Search Engine Optimisation: The Soon to be Impossible Dream!
There are today search engine and internet marketing services, in fact a new industry has materialised to exploit the fear of low search rankings.
This is not a new trend, back when simply resubmitting your website to the engines resulted in keeping your site at the top of the index, there was an accompanying boom in resubmitting "companies", as we know, these were just men in back bedrooms with a host of CGI and Perl submitting scripts and a timetable.
Search Engine optimisation or "SEO", is the latest incarnation of this bedroom profiteering, the important difference is that now the webmaster's are not just passively involved but are being forced to adopt totally artificial and unsocial practices that ultimately serve only to help damage the Internet!

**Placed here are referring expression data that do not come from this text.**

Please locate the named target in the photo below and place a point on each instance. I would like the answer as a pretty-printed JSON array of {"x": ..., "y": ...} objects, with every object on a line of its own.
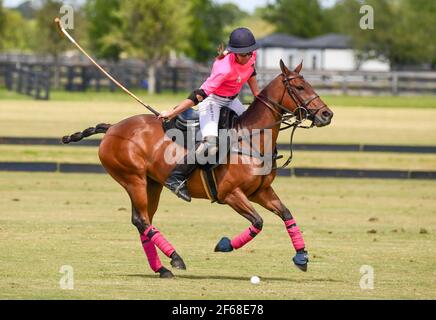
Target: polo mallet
[{"x": 62, "y": 31}]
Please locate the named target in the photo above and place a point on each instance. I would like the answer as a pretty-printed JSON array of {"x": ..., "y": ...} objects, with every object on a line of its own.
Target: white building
[{"x": 327, "y": 52}]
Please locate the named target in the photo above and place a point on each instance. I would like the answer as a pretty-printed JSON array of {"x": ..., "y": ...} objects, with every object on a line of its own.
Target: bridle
[{"x": 287, "y": 115}]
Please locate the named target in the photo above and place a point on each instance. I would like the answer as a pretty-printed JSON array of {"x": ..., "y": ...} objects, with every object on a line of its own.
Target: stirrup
[{"x": 181, "y": 185}]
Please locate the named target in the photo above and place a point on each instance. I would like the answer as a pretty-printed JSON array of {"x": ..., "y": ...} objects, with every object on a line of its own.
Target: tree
[
  {"x": 103, "y": 21},
  {"x": 151, "y": 29},
  {"x": 18, "y": 33},
  {"x": 303, "y": 18},
  {"x": 209, "y": 27},
  {"x": 48, "y": 38},
  {"x": 401, "y": 29},
  {"x": 2, "y": 23}
]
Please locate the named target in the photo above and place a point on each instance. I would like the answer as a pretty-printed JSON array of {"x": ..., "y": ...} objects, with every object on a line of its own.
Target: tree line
[{"x": 152, "y": 29}]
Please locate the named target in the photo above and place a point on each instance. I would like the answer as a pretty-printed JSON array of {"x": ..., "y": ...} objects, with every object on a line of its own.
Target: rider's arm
[
  {"x": 252, "y": 82},
  {"x": 194, "y": 98}
]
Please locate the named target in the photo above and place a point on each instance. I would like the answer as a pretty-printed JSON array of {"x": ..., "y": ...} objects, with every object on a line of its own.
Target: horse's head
[{"x": 298, "y": 97}]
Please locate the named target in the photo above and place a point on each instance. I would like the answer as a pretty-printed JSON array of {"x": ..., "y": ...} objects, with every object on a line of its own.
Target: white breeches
[{"x": 209, "y": 111}]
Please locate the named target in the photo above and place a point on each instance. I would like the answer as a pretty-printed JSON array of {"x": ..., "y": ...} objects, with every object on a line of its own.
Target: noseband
[{"x": 286, "y": 114}]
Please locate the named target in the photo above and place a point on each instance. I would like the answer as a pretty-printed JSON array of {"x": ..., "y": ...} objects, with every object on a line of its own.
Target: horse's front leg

SEO is supposedly the methodology and processes related to designing search engine "friendly" web content, the basic premise is something like "If I follow all the engines formatting and connectivity criteria, then my website will rank higher then a comparable website that does not".

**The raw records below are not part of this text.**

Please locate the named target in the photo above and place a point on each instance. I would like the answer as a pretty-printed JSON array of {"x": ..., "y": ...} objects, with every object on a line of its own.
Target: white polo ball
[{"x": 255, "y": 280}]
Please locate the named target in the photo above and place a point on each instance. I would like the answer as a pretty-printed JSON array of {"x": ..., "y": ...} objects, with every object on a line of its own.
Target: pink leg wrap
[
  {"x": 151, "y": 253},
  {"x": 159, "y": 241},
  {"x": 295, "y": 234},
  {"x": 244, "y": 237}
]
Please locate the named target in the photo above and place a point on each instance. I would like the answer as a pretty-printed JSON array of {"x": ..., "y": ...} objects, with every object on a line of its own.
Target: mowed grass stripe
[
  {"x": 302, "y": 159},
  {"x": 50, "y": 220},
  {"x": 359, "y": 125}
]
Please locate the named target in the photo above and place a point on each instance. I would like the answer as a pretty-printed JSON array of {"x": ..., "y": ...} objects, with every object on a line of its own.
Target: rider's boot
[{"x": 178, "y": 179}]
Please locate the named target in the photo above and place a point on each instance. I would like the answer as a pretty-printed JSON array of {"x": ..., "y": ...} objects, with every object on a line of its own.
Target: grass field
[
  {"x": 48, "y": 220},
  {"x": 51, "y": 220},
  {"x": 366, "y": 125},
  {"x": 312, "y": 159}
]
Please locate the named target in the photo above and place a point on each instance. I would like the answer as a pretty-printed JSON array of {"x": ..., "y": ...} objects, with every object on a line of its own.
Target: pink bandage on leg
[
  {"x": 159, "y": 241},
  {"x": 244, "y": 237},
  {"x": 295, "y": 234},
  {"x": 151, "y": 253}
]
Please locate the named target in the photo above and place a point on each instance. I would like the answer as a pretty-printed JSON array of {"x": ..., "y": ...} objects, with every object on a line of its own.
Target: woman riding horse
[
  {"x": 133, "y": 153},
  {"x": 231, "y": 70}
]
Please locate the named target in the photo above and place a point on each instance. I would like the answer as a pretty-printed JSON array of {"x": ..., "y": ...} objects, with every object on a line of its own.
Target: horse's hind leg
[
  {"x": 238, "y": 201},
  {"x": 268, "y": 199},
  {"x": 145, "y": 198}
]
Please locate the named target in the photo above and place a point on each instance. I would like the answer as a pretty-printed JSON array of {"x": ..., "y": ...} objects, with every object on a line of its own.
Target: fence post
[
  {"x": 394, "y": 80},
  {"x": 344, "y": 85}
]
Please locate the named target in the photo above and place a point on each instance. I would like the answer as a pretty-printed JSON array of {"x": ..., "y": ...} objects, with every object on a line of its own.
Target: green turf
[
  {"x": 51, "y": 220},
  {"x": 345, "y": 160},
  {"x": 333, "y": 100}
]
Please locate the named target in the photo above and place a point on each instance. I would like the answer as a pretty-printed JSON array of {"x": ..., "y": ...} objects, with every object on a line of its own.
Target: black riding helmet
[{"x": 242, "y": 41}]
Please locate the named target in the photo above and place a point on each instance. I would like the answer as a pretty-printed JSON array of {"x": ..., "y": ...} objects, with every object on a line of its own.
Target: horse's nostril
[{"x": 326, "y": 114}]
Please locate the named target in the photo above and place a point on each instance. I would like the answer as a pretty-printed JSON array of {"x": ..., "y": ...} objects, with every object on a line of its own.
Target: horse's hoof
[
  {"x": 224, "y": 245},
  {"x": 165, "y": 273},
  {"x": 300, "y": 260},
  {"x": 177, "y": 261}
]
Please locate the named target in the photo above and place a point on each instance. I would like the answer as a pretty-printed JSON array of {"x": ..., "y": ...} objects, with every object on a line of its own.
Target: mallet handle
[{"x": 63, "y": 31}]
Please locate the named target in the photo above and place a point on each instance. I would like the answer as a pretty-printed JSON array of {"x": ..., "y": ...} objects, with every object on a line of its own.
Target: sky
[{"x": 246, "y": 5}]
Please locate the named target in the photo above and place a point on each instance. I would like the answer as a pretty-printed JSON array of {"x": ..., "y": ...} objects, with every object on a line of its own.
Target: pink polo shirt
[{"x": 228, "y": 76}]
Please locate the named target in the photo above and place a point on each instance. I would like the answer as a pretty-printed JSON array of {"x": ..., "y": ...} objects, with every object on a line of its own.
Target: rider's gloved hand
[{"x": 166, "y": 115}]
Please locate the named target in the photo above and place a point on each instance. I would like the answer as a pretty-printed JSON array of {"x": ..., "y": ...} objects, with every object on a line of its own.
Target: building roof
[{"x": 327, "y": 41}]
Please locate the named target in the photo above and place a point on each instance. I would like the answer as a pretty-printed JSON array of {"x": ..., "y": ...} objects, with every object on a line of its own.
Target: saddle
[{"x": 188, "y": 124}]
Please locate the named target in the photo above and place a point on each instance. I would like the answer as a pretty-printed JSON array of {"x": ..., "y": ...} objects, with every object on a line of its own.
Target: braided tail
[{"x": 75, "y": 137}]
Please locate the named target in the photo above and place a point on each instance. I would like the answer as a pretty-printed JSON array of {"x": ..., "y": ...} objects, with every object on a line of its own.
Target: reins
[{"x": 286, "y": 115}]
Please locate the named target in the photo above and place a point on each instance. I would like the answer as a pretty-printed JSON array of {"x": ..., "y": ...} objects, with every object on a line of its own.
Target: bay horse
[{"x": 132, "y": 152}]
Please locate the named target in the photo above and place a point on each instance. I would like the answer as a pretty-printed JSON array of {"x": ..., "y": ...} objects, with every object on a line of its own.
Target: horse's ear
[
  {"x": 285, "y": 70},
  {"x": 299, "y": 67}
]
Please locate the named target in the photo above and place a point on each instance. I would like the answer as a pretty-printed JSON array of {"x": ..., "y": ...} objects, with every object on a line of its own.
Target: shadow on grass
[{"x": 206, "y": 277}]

All other things being equal, this seems quite positive given that the quality of a search engines database (index) directly effects its output; then webmaster's optimising their content so that search engines can correctly categorise the internet should logically improve the speed and quality of "the crawl".
SEO then, logically, should be good for the search providers, being able to maintain an efficient index, this should use less raw processing power, require less equipment and thus less energy; this must also be good for the users, being able to quickly and intuitively find what they want from a reliable source. Sounds reasonable right?

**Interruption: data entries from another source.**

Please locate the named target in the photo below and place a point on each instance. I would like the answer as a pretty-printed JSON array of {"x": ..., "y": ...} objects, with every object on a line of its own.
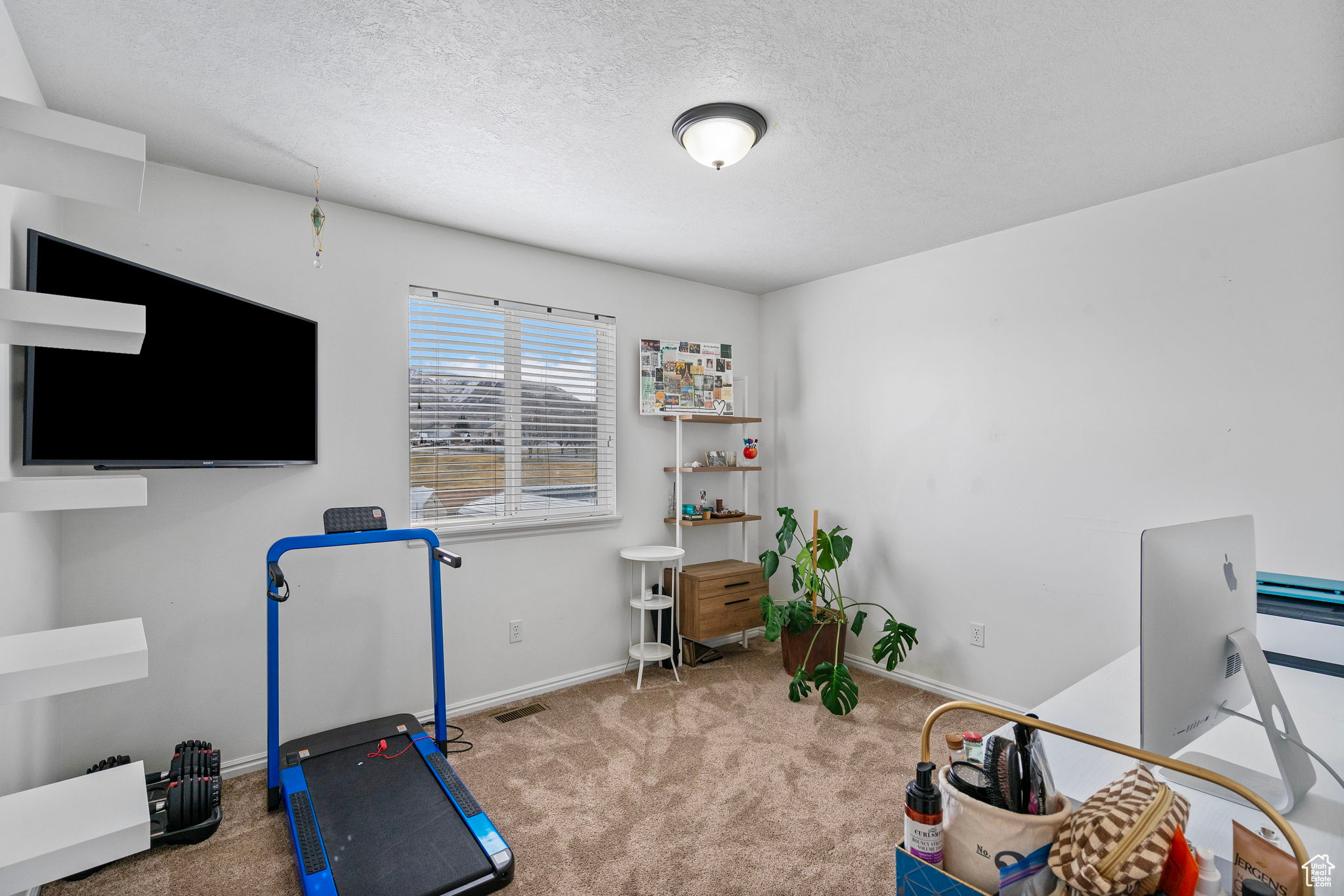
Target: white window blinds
[{"x": 513, "y": 411}]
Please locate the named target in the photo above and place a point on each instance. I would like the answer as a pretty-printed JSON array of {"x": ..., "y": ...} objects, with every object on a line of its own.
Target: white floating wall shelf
[
  {"x": 26, "y": 493},
  {"x": 66, "y": 321},
  {"x": 41, "y": 664},
  {"x": 72, "y": 825},
  {"x": 69, "y": 156}
]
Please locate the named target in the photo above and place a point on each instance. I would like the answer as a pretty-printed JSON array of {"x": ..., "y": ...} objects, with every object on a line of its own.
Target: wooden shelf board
[
  {"x": 26, "y": 493},
  {"x": 711, "y": 418},
  {"x": 69, "y": 321},
  {"x": 72, "y": 825},
  {"x": 41, "y": 664},
  {"x": 64, "y": 155},
  {"x": 732, "y": 519}
]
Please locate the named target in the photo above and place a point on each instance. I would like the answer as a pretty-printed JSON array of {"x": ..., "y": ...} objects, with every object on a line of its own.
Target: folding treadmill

Well that's the happy version. The fact is that initially this may be true, you may gain a short term advantage, but once we have all optimised our content for analysis and (in so doing) ignored our users; We will then be back to where we started, and the search providers will just think up some even more ridiculous "laws" by which to "judge" us by, and like sheep we will all do that as well, thus the causal paradox is perpetuated and the users feel abused!
Even this is a vast oversimplification, the true nature of SEO is a lot more complicated; The heart of the problem and the real issue here is related to the search providers task, which is to strip mine the information junk yard otherwise known as the Internet, it may be full of interesting stuff but also plenty of garbage and they need to devise intelligent techniques to mine the interesting stuff!
The current "solution" is literally for the search engines to use their hegemonic standing to bully the webmaster's into organising their work in ways that have the primary effect of allowing quick "analysis" so they can categorise the website, but this has the secondary effect of requiring content to be designed "for" analysis, which typically translates to highly distributed connectivity, ie the website being effectively divided into "micro sites", which makes the maintenance of links and content more troublesome!
This is not necessarily a bad thing, most of these imposed linking and design methodologies are often positive and beneficial for a lot of subjects. My problem is that this is unilaterally enforced and it is this type of issue that is generating all the money for the SEO boys.
However this will soon be of no consequence. To understand the problem with this type of SEO operation, it is necessary to think about how we can approximate and simulate the human process of mining information and knowledge.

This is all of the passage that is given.